Abdur Razaq menceritakan dari Mu’mmar, dari Qatadah, Ibnu Abbas mengatakan, artinya: “Allah mengujinya dengan manasik haji.” Dan mengenai firman Allah Ta’ala, Î وَإِذ ابْتَلَـى إِبْرَاهِيمَ رَبَّهُ بِكَلِمَاتٍ Ï “Dan ingatlah ketika Ibrahim diuji Rabb-nya dengan beberapa kalimat (perintah dan larangan).” Abdur Razaq juga meriwayatkan dari Ibnu Abbas, ia mengatakan: “Allah mengujinya dengan Thaharah, yaitu lima hal di bagian kepala, dan lima hal lagi di bagian badan. Di bagian kepala itu adalah, pemotongan kumis, madhmadhah (berkumur) istinsyaaq (menghirup air ke dalam hidung), bersiwak, dan menyela-nyela rambut (dengan air). Dan lima hal di bagian badan adalah memotong kuku, mencukur bulu kemaluan, khitan, mencabut bulu ketiak, serta mencuci bekas buang air besar dan bekas buang air kecil dengan air
Berkenaan dengan hal tersebut, aku (Ibnu Katsir) katakan, yang hampir sama dengan pendapat ini adalah apa yang terdapat dalam sebuah hadits dalam Kitab Shahih Muslim dari Aisyah radhiallahu ‘anha, ia bercerita, Rasulullah Shalallahu ‘alaihi wa sallam telah bersabda:
عَشْرٌ مِنَ الْفِطْرَةِ، قَصُّ الشَّارِبِ، وَإِعْفَاءُ اللِّحْيَةِ، وَالسِّوَاكُ، وَاسْتِنْشَاقُ الْمَاءِ، وَقَصُّ اْلأَظْفَارِ، وَغَسْلُ الْبَرَاجِمِ، وَنَتْفُ اْلإِبْطِ، وَحَلْقُ الْعَانَةِ، وَانْتِقَاصُ الْمَاءِ.

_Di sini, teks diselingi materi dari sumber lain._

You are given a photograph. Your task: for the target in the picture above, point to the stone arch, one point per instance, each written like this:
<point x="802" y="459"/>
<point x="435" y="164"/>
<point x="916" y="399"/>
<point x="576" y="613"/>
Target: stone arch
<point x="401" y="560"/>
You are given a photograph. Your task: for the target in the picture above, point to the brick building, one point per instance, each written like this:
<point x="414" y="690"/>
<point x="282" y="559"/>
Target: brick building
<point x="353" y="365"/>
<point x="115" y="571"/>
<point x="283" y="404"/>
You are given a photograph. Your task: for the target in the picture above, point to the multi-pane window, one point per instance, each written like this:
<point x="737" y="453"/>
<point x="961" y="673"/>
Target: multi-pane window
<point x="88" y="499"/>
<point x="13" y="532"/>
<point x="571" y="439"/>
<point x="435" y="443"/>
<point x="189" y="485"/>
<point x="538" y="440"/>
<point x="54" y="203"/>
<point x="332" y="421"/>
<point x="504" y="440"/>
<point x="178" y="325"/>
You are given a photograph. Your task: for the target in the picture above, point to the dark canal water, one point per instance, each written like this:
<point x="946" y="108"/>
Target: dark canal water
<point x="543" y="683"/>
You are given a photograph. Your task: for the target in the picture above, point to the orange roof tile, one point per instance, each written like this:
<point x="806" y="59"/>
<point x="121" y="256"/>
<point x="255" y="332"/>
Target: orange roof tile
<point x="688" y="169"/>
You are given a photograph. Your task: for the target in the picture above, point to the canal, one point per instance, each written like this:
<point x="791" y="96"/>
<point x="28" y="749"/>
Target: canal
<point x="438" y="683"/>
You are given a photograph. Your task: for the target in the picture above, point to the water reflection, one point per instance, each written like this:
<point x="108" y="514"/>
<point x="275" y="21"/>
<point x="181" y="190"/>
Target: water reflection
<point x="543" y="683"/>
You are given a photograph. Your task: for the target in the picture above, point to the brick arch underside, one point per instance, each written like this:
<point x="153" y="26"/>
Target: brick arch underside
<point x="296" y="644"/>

“Sepuluh hal yang termasuk fitrah: mencukur kumis, memanjangkan jenggot, bersiwak, istinsyaqul maa (menghirup air ke dalam hidung), memotong kuku, menyela-nyela (menyuci jari-jemari), mencabut bulu ketiak, mencukur rambut kemaluan dan intiqhasul maa (menghemat dalam penggunaan air).” Mush’ab bin Syaibah mengatakan: dan aku lupa yang kesepuluh, mungkin hal itu adalah madhmadh (berkumur).” (HR. Muslim)
Berkenaan dengan hadits di atas, Waqi’ mengatakan: “اِنْتِقَاصُ الْمَاءِ istinja‘”.
Sedangkan dalam kitab Shahih Bukhari dan Muslim hadits dari Abu Hurairah Radhiallahu ‘anhu, dari Nabi Shalallahu ‘alaihi wa sallam, beliau bersabda:
اْلفِطْرَةُ خَمْسٌ: اْلخِتَانُ، وَاْلإِسْتِحْدَادُ، وَقَصَّ الشَّارِبِ، وَتَقْلِيْمُ اْلأَظْفَارِ، وَنَتْفُ اْلإِبْطِ.
“Fitrah itu ada lima; berkhitan, mencukur rambut kemaluan, memendekkan kumis, memotong kuku, dan mencabut bulu ketiak.” Lafadz hadits ini dari Imam Muslim.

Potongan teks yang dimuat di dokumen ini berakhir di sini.